Tomorrow’s cities seen through the prism of climate change

Climate fiction is a new genre of science fiction which explores possible futures in an era of climate change. While narratives are being pumped out left, right and center, fans of the genre are far from being the only ones devouring these stories… Just imagine if city decision-makers were to take inspiration from such fiction to create new fantasy worlds?

Narratives play an important role in asserting and legitimizing urban transformation.” This clear and simple evaluation is the starting point for an international conference on urban narratives, which will take place this June in Paris. The event is far from being the only one of its kind. Their popularity reveals the growing interest for urban storytelling, a sort of second coming for urban narratives in a global context of extreme urban transformation. It appears that former industrial powerhouses are indeed some of the first to get in on the action: the University of Newcastle is leading the City Futures initiative, former Steel City Pittsburgh sees regeneration in the tech-boom and sustainability, and Detroit has a new “chief storyteller” in town.

 

Climate fiction as foresight

All cities are concerned by this movement and the urban narrative momentum goes far beyond traditional city branding ambitions. So what if these narratives didn’t simply boil down to being city branding or the opening of labs dedicated to ultra-technologized urban foresight? In fact, fiction is asserting itself as a storytelling machine which seems to favor positive predictions of the urban future.

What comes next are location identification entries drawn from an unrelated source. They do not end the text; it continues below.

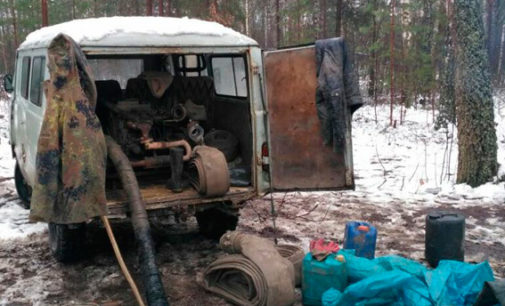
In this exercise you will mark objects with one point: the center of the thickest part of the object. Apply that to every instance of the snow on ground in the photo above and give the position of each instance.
(414, 161)
(401, 174)
(399, 179)
(13, 218)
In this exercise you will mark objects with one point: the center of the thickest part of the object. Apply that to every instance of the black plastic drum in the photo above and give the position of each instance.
(445, 237)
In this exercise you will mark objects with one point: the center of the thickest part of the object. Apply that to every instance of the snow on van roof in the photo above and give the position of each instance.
(140, 32)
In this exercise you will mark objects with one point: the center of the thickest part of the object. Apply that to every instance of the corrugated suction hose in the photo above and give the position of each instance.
(153, 286)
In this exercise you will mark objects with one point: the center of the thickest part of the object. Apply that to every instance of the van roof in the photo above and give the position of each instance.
(140, 32)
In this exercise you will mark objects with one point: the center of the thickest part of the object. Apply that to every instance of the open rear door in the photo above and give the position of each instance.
(298, 158)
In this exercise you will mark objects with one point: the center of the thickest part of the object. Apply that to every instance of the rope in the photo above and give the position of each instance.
(121, 262)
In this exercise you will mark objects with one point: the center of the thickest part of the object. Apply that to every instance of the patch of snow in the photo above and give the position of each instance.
(415, 162)
(13, 218)
(14, 222)
(147, 31)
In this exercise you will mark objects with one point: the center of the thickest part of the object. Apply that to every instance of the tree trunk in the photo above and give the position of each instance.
(339, 10)
(169, 8)
(278, 37)
(323, 7)
(494, 22)
(246, 6)
(265, 24)
(14, 22)
(392, 63)
(477, 161)
(160, 7)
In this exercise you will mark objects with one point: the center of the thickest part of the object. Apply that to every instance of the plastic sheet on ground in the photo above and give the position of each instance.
(394, 280)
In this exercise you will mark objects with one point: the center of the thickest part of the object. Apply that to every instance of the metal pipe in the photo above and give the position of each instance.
(161, 145)
(152, 162)
(153, 286)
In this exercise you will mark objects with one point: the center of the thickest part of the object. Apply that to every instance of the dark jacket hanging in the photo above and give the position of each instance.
(337, 91)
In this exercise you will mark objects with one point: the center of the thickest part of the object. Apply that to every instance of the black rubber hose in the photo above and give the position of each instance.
(153, 286)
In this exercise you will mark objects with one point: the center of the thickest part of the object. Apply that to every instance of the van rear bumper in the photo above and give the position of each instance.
(160, 197)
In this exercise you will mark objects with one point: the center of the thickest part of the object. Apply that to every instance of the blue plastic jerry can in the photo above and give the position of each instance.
(319, 276)
(362, 237)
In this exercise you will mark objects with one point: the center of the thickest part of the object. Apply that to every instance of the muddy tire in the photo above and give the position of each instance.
(67, 241)
(213, 222)
(23, 189)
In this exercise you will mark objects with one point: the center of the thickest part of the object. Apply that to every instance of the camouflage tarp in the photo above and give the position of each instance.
(71, 153)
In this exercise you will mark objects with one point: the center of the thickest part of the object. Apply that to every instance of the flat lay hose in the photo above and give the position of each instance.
(121, 262)
(153, 286)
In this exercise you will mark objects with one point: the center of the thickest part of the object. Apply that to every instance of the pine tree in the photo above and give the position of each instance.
(477, 161)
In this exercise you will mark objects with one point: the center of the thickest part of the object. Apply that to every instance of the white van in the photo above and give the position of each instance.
(263, 104)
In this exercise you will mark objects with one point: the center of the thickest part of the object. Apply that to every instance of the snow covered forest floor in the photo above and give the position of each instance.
(401, 174)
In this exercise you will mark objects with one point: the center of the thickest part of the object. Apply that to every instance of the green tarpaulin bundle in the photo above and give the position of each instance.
(394, 280)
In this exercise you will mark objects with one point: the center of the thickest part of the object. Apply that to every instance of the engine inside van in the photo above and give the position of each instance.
(164, 110)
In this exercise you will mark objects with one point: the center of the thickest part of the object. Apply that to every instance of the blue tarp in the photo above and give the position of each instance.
(394, 280)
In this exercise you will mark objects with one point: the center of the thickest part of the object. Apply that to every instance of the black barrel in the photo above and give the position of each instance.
(445, 237)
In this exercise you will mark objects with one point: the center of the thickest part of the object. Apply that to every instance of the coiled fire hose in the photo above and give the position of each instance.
(153, 286)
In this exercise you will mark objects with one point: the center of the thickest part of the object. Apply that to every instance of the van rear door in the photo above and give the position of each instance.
(298, 158)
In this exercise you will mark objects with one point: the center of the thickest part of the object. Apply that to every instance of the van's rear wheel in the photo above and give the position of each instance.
(67, 241)
(23, 189)
(213, 222)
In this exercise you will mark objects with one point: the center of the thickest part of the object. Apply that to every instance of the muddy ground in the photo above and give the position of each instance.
(30, 276)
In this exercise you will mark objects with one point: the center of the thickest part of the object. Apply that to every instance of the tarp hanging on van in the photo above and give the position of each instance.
(71, 152)
(337, 89)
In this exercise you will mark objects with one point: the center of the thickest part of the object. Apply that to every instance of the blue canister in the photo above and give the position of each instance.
(361, 237)
(319, 276)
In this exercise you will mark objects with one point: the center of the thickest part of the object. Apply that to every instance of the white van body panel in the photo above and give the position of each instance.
(27, 119)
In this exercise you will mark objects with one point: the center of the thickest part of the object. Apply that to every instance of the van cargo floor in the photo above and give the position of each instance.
(158, 196)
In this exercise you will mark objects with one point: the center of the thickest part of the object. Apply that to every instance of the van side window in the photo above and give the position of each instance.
(25, 72)
(37, 79)
(230, 77)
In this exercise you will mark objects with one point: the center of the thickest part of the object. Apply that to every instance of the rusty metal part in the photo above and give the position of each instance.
(212, 177)
(143, 127)
(161, 145)
(152, 162)
(195, 132)
(179, 112)
(299, 159)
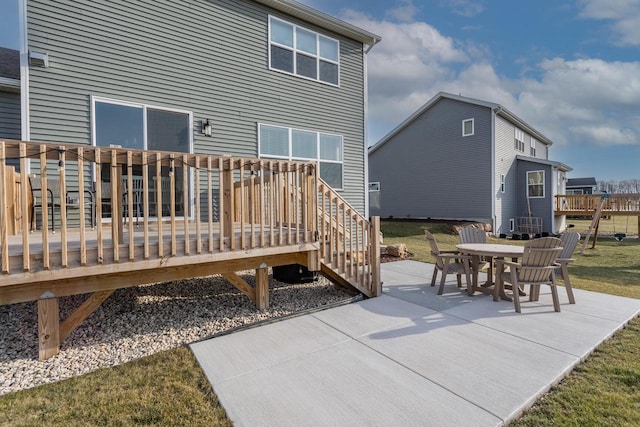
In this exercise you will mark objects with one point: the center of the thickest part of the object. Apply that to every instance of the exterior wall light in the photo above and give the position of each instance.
(206, 128)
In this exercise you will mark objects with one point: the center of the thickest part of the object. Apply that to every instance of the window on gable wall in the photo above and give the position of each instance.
(535, 184)
(532, 149)
(467, 127)
(519, 140)
(303, 53)
(296, 144)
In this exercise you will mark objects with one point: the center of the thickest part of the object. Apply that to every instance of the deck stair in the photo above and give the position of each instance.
(595, 222)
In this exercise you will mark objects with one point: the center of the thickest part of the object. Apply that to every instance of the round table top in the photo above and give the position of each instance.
(491, 249)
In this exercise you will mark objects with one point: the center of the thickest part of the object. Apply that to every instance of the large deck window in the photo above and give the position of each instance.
(139, 126)
(535, 184)
(298, 51)
(297, 144)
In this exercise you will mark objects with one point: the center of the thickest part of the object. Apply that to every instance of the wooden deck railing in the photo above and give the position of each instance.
(184, 204)
(123, 208)
(95, 219)
(588, 203)
(349, 244)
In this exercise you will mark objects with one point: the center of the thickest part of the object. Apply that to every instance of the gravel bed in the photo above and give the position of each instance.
(140, 321)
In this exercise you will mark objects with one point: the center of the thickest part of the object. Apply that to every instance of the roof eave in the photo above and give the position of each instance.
(521, 123)
(558, 165)
(323, 20)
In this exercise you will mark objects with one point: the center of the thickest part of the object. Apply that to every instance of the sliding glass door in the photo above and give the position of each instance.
(138, 126)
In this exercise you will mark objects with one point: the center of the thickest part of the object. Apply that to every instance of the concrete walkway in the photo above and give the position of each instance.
(408, 358)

At a time when the consequences of climate change are manifesting themselves more and more, for several years’ now, numerous science fiction works have been encouraging urbanites to inventively disrupt how they inhabit a city, encouraging them to challenge the ways they haul themselves “beyond the ruins of the world”. The term climate fiction, or cli-fi, first appeared at the end of the noughties. It covers an increasing amount of literary works which have finally been grabbing people’s attention here and there for the past few months, and even going beyond the confines of specialist journals. Cli-fi is a counterpoint to the much-more mediatized “collapsology” (a science which envisages the collapse of the modern world that runs on fossil fuels), and it creates an alternative ending for the planet to the one predicted by the IPCC. By avoiding systematic dystopia, it offers urbanites a way of taking on climate change in a more personal way and incorporating it into one’s daily lifestyle.

 

Cli-fi or possible future?

Some of the most recurrent themes include living in the era of natural disasters (The Floating World), but also drought and urban water supply wars, as found in Water Knife by Paolo Bacigalupi, who is one of the biggest names in cli-fi (see also Everything Change, a collection of short stories with imaginative takes on climate futures, or even Better Worlds from The Verge for some rather optimistic cli-fi). The theme of a city submerged following the melting of the ice caps is explored in the immersive Blackfish City, and is also present in what is perhaps seen as the most famous cli-fi novel, New York 240 by “a keeper of the utopian impulse”, Kim Stanley Robinson. Sci-fi geeks won’t be the only ones shaken up by this portrait of urban communal living in a mega-city turned amphibian metropolis as a result of rising sea levels.

 

City decision-makers have been called on to tackle the problems face on. At the Institute of Advanced Studies in Turku, Finland, Lieven Ameel is looking to build the link that’ll navigate possible futures. The researcher takes a look at New York’s waterfront, which he explores as a “site for enacting […] the possibility to act towards the future.” Lieven Ameel draws comparisons between future narratives of New York’s waterfronts in New York 2140, but also in the well-known novel The Sixth Borough, as well as the real-life Waterfront 2020 project created by the city of New York itself. And in this gap between fiction and building cities, he concludes that: metaphors used by city hall are largely similar to those used in fiction, which “bring together what at first seem ‘distant’ into something ‘close’” and help a “range of new approaches…take shape.” That is to say, approaches that are equally radical as the creation of an ad hoc legal status for urban water management. City decision makers – get reading!